Stopping the deportation was a major win for the campaign but it is only a reprieve.
Only days after Ismail’s attempted deportation, the Immigration department took the first steps to remove a Tamil asylum seeker to Sri Lanka.
The lie was put to any idea that Afghanistan is safe when two days before Ismail was scheduled to be removed, rockets slammed into Kabul, Afghanistan’s capital. Afghanistan is becoming less safe and less secure (see page 7).
But increasingly, Afghans’ refugee claims are being denied because offshore processing is discriminatory and open to political manipulation. Against the weight of information, assessors and reviewers are insisting that regardless of where the particular person may be from, there is another section of Afghanistan where they will supposedly be safe, particularly Kabul.
Tamils, too, are still persecuted in Sri Lanka (see page 7). But Julia Gillard happily welcomed Sri Lankan President Mahinda Rajapaksa, the butcher of Tamils, to the Commonwealth Heads of Government Meeting (CHOGM) in Perth in October.
Forced deportations are a brutal process. Physical restraints are used to shackle asylum seekers to plane seats, along with chemical restraints that leave them unable to resist. The Edmund Rice Centre in its 2004 publication Deported to Danger records that up to nine people were killed after the Howard government sent them from Nauru to Afghanistan.
Neither the courts nor the Labor government are about to end mandatory detention, end offshore processing or free the refugees.
Gillard and Abbott will continue to face off over who can best stop the boats.

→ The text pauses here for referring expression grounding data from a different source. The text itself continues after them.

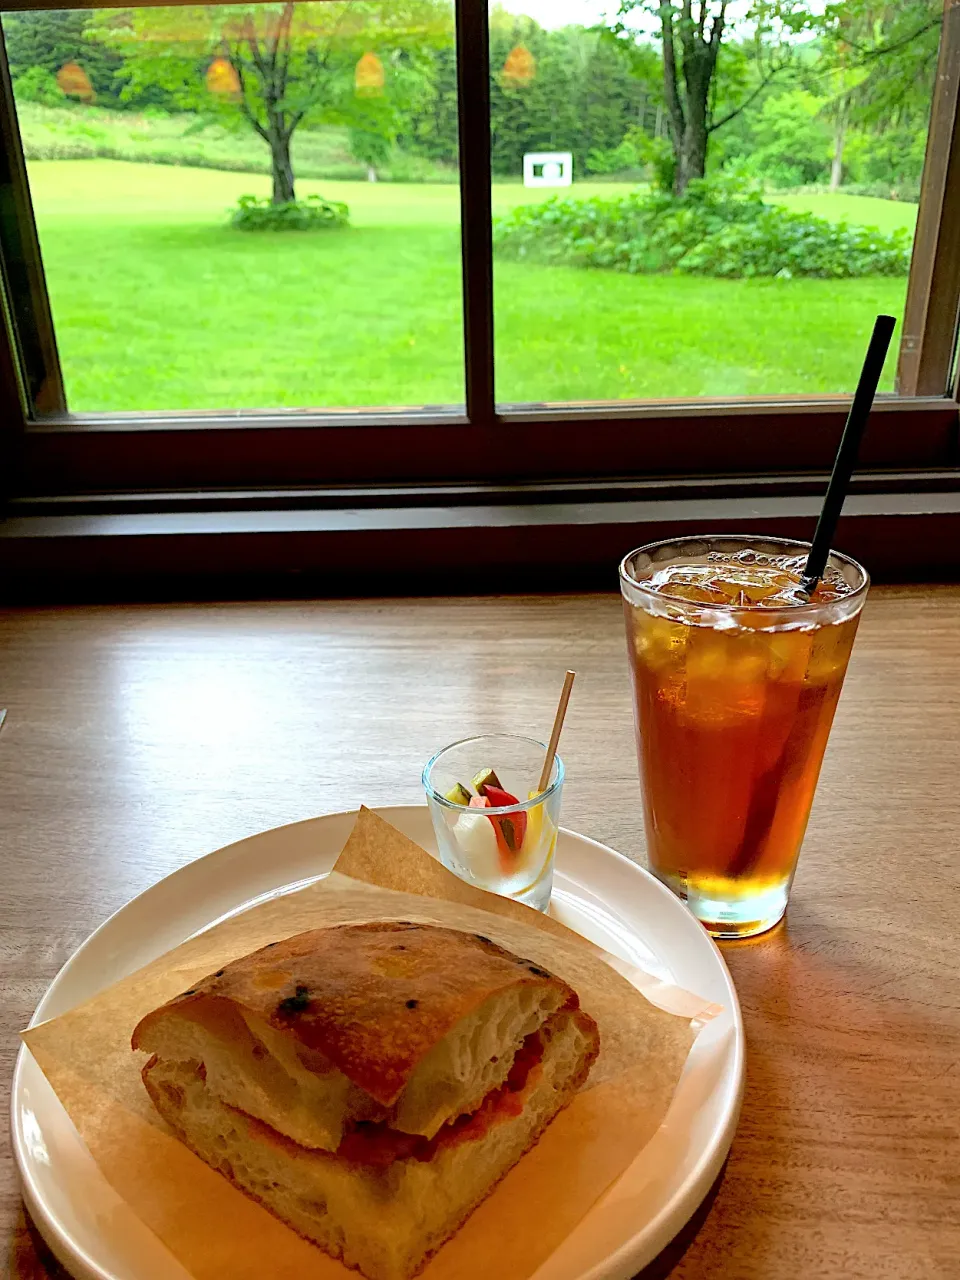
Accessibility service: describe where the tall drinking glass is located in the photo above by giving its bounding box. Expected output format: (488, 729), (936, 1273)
(620, 535), (868, 939)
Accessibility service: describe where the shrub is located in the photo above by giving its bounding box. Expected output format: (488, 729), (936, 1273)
(841, 179), (923, 204)
(229, 193), (349, 231)
(13, 65), (65, 108)
(383, 150), (458, 184)
(631, 133), (675, 194)
(586, 137), (640, 177)
(493, 176), (912, 279)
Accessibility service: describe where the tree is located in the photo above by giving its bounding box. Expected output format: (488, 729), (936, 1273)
(397, 43), (458, 165)
(348, 91), (395, 180)
(485, 13), (656, 177)
(92, 2), (450, 204)
(820, 1), (940, 185)
(488, 17), (578, 175)
(749, 88), (832, 186)
(2, 10), (125, 105)
(820, 1), (941, 126)
(612, 2), (815, 194)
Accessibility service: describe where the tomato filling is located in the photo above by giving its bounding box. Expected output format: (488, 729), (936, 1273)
(336, 1029), (545, 1168)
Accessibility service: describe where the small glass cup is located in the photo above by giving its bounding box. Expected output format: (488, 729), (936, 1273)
(620, 534), (869, 939)
(422, 733), (564, 912)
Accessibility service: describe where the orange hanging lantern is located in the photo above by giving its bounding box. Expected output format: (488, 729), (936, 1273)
(502, 44), (536, 85)
(206, 56), (240, 96)
(56, 62), (95, 102)
(355, 51), (385, 97)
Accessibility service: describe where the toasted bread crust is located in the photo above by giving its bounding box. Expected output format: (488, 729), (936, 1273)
(132, 922), (579, 1105)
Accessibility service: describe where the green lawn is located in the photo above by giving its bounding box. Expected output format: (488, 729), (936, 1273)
(771, 191), (918, 234)
(26, 160), (914, 413)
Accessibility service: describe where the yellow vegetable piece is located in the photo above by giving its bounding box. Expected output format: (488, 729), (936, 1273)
(513, 789), (557, 897)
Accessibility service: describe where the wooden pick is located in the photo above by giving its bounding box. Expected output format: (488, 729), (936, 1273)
(537, 670), (576, 793)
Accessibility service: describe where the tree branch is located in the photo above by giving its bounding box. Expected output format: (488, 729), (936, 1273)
(285, 107), (307, 141)
(241, 14), (268, 82)
(274, 1), (295, 103)
(224, 42), (270, 142)
(839, 15), (942, 65)
(708, 58), (787, 132)
(283, 2), (355, 126)
(710, 0), (728, 50)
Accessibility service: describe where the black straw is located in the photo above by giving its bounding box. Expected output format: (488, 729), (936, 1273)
(800, 314), (896, 594)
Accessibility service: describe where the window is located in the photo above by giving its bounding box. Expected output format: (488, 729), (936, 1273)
(489, 0), (949, 406)
(2, 1), (464, 415)
(0, 0), (958, 500)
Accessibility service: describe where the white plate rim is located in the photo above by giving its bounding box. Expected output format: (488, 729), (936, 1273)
(11, 806), (745, 1280)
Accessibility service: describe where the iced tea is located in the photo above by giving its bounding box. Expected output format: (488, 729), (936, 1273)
(620, 537), (868, 938)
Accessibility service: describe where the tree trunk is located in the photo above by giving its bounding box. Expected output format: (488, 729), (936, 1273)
(367, 165), (378, 183)
(675, 47), (712, 195)
(659, 1), (686, 180)
(269, 127), (295, 204)
(660, 3), (722, 197)
(676, 120), (708, 194)
(830, 104), (846, 191)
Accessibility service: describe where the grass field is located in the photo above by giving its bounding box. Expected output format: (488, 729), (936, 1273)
(25, 159), (916, 413)
(773, 191), (917, 234)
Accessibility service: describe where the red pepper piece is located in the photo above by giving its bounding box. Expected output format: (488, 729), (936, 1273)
(470, 793), (512, 862)
(483, 784), (519, 806)
(482, 785), (528, 855)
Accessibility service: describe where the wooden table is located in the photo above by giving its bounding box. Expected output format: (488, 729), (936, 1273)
(2, 589), (959, 1279)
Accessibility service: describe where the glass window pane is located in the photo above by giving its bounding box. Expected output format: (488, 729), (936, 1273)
(2, 2), (463, 414)
(490, 0), (943, 405)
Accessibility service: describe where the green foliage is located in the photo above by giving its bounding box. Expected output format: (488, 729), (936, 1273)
(586, 132), (647, 177)
(86, 2), (451, 201)
(397, 44), (458, 163)
(611, 2), (820, 191)
(12, 65), (65, 108)
(586, 138), (637, 177)
(844, 125), (927, 202)
(229, 192), (349, 231)
(5, 0), (940, 202)
(630, 131), (675, 193)
(708, 11), (936, 196)
(493, 176), (911, 278)
(585, 128), (676, 186)
(1, 10), (139, 108)
(348, 94), (396, 177)
(742, 89), (833, 188)
(483, 16), (658, 178)
(820, 1), (941, 131)
(15, 101), (457, 183)
(350, 127), (393, 174)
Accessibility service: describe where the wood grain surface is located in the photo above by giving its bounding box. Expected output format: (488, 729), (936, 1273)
(2, 589), (958, 1279)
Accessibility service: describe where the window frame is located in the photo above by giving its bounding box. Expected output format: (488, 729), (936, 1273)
(0, 0), (958, 503)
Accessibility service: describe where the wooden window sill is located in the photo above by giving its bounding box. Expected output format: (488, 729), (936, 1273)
(3, 486), (960, 600)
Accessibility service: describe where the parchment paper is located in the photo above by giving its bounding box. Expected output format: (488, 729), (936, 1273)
(22, 808), (712, 1280)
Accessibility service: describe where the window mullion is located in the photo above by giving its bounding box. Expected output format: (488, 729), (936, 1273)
(454, 0), (495, 425)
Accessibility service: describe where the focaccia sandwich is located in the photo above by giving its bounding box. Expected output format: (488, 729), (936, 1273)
(133, 921), (600, 1280)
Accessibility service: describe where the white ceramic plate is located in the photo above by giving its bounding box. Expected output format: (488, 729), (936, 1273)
(12, 806), (744, 1280)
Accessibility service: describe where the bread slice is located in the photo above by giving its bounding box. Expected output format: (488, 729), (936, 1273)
(134, 922), (599, 1280)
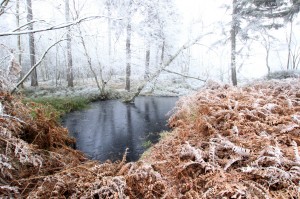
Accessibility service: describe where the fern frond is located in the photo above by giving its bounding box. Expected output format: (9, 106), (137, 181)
(280, 124), (299, 133)
(181, 142), (214, 172)
(216, 135), (250, 157)
(208, 141), (216, 164)
(252, 156), (281, 167)
(263, 103), (278, 112)
(291, 140), (300, 163)
(289, 166), (300, 180)
(258, 146), (283, 160)
(292, 115), (300, 124)
(244, 181), (270, 199)
(224, 155), (242, 171)
(232, 145), (251, 157)
(0, 185), (20, 197)
(241, 166), (291, 181)
(202, 187), (216, 199)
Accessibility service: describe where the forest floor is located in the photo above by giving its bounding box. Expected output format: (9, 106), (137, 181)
(20, 74), (202, 100)
(1, 78), (300, 198)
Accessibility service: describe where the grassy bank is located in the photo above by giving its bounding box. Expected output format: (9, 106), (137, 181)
(23, 96), (90, 117)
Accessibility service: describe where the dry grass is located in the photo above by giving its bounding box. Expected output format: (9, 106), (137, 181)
(1, 78), (300, 198)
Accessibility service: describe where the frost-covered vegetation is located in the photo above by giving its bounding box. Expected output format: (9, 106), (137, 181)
(1, 78), (300, 198)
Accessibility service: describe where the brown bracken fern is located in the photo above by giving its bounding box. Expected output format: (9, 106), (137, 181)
(2, 78), (300, 198)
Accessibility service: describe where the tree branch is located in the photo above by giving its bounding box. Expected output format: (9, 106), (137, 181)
(11, 39), (66, 94)
(0, 0), (9, 16)
(0, 15), (123, 37)
(162, 69), (207, 82)
(12, 20), (45, 32)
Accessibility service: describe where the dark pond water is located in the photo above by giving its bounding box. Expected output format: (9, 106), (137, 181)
(62, 96), (178, 162)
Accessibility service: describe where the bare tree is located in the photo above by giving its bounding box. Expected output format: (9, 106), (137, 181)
(106, 0), (112, 71)
(26, 0), (38, 86)
(65, 0), (74, 87)
(144, 41), (150, 79)
(230, 0), (238, 86)
(125, 0), (132, 91)
(291, 46), (300, 69)
(15, 0), (23, 87)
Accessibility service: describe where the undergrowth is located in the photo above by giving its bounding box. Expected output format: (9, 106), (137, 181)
(2, 78), (300, 198)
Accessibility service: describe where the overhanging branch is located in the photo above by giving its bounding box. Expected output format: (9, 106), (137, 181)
(0, 15), (123, 37)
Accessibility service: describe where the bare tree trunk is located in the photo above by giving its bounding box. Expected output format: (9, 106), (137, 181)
(230, 0), (238, 86)
(286, 18), (293, 70)
(26, 0), (38, 86)
(125, 19), (131, 91)
(144, 42), (150, 79)
(150, 39), (165, 92)
(107, 1), (112, 70)
(265, 44), (270, 74)
(160, 40), (165, 65)
(65, 0), (74, 87)
(16, 0), (24, 88)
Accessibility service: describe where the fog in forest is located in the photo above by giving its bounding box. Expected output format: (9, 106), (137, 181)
(0, 0), (299, 94)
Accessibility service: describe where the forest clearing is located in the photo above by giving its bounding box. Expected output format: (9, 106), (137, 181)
(1, 78), (300, 198)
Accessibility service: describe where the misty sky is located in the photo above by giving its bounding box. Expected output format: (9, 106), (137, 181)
(1, 0), (300, 83)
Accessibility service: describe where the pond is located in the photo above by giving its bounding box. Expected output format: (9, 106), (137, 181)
(62, 96), (178, 162)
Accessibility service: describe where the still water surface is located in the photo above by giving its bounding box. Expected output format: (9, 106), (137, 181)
(62, 96), (178, 162)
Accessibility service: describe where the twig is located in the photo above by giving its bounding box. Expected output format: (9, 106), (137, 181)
(0, 15), (123, 37)
(12, 20), (46, 32)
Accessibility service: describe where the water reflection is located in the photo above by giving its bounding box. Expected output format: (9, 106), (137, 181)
(62, 96), (178, 162)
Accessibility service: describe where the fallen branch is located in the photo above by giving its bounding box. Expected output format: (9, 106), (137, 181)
(162, 69), (207, 82)
(123, 33), (211, 103)
(11, 39), (66, 94)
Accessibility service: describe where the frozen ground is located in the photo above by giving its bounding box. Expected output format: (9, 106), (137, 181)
(20, 73), (206, 99)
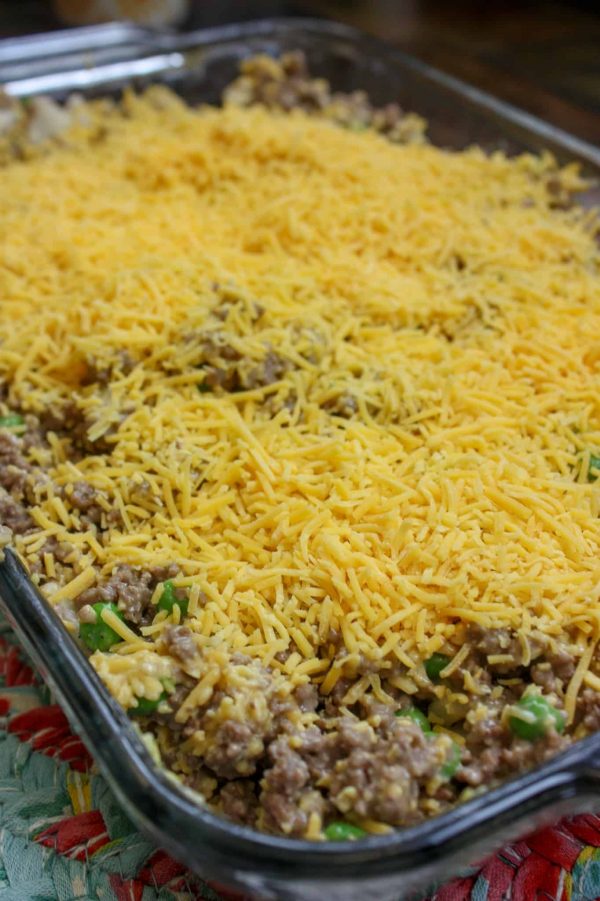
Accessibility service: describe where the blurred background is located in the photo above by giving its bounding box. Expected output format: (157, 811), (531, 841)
(1, 0), (599, 144)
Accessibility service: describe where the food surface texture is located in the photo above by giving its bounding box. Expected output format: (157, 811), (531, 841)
(0, 54), (599, 840)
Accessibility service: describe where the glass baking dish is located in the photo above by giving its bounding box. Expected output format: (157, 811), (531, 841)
(1, 18), (600, 901)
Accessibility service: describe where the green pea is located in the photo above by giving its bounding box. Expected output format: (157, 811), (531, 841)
(79, 603), (124, 652)
(508, 693), (566, 742)
(324, 821), (366, 841)
(440, 740), (462, 780)
(425, 653), (451, 682)
(129, 690), (168, 717)
(395, 707), (432, 733)
(157, 580), (189, 618)
(0, 414), (24, 428)
(588, 454), (600, 482)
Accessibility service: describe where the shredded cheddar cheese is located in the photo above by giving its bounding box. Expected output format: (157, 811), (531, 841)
(1, 89), (599, 706)
(50, 565), (97, 603)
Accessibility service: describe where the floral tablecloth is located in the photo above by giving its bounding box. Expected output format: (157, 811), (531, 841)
(0, 620), (599, 901)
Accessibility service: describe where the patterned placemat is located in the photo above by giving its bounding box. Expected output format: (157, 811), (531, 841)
(0, 620), (599, 901)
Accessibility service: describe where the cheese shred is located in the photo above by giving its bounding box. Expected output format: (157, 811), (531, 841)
(1, 88), (599, 700)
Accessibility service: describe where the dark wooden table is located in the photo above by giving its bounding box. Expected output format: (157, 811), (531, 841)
(1, 0), (599, 145)
(300, 0), (600, 146)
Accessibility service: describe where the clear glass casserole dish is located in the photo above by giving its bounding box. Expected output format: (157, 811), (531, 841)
(1, 18), (600, 901)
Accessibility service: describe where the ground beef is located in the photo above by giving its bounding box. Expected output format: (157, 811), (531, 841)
(294, 682), (319, 713)
(194, 333), (242, 392)
(76, 565), (152, 622)
(329, 715), (450, 824)
(329, 749), (418, 824)
(499, 730), (569, 775)
(162, 625), (196, 661)
(226, 50), (330, 113)
(198, 335), (289, 393)
(66, 481), (104, 526)
(264, 391), (297, 418)
(245, 351), (289, 388)
(0, 490), (33, 534)
(260, 737), (318, 835)
(0, 432), (28, 471)
(530, 662), (557, 693)
(43, 537), (75, 564)
(458, 747), (503, 788)
(172, 760), (218, 800)
(211, 293), (264, 324)
(258, 709), (454, 835)
(150, 680), (193, 737)
(28, 536), (77, 577)
(531, 645), (576, 693)
(149, 562), (178, 582)
(0, 463), (29, 499)
(223, 51), (426, 144)
(577, 688), (600, 732)
(75, 562), (179, 621)
(324, 393), (359, 418)
(458, 697), (508, 787)
(322, 677), (354, 717)
(0, 418), (51, 503)
(203, 364), (238, 392)
(258, 721), (341, 836)
(81, 351), (135, 386)
(546, 174), (575, 210)
(218, 780), (259, 827)
(0, 432), (31, 499)
(40, 400), (118, 456)
(20, 415), (47, 452)
(468, 625), (546, 673)
(458, 697), (568, 788)
(154, 653), (287, 785)
(181, 290), (300, 396)
(202, 719), (270, 780)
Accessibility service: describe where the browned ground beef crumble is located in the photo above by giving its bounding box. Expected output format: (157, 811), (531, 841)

But increasing numbers of people are disgusted with political parties preying on the fate of vulnerable people. And that’s where the hope for the future lies. The worst of Howard’s policies were stopped by a people’s movement committed to fighting for humanitarian policies. The refugee movement once again faces the challenge to grow. Gillard is pushing further to the right, but even as she does so, the ground is moving beneath her feet.